[Python-ideas] Default arguments in Python - the return - running out of ideas but...

Jeremy Banks jeremy at jeremybanks.ca
Wed May 13 16:52:57 CEST 2009


To someone who's a novice to this, could someone explain to me why it
has to be an existing keyword at all? Since not identifiers are valid
in that context anyway, why couldn't it be a new keyword that can
still be used as an identifier in valid contexts? For example (not
that I advocate this choice of keyword at all):

    def foo(bar reinitialize_default []): # <-- it's a keyword here
        reinitialize_default = "It's an identifier here!"

That would be a syntax error now and if it were defined as a keyword
only in that context it wouldn't introduce backwards compatibility
problems and wouldn't force us to reuse an existing keyword in a
context that may be a bit of a stretch.

Is there a reason that this wouldn't be a viable approach?

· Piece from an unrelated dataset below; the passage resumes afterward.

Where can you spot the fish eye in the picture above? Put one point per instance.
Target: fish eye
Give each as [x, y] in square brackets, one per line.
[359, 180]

On 2009-05-13, MRAB <google at mrabarnett.plus.com> wrote:
> Jacob Holm wrote:
>> Pascal Chambon wrote:
>>> One last idea I might have : what about something like
>>>
>>> *    def myfunc(a, b, c = yield []):
>>>               pass*
>>>
>>
>>> [...], but there is no interpretation conflict for the parser, and we
>>> might quickly get used to it
>>
>>
>> I am surprised that there is no conflict, but it looks like you are
>> technically right.  The parentheses around the yield expression are
>> required in the following (valid) code:
>>
>>
>>  >>> def gen():
>> ...     def func(arg=(yield 'starting')):
>> ...         return arg
>> ...     yield func
>> ...
>>  >>> g = gen()
>>  >>> g.next()
>> 'starting'
>>  >>> f = g.send(42)
>>  >>> f()
>> 42
>>
>>
>> I would hate to see the meaning of the above change depending on whether
>> the parentheses around the yield expression were there or not, so -1 on
>> using "yield" for this.
>>
>> I'm +0 on the general idea of adding a keyword for delayed evaluation of
>> default argument expressions.
>>
> There's the suggestion that Carl Johnson gave:
>
>      def myfunc(a, b, c else []):
>          pass
>
> or there's:
>
>      def myfunc(a, b, c def []):
>          pass
>
> where 'def' stands for 'default' (or "defaults to").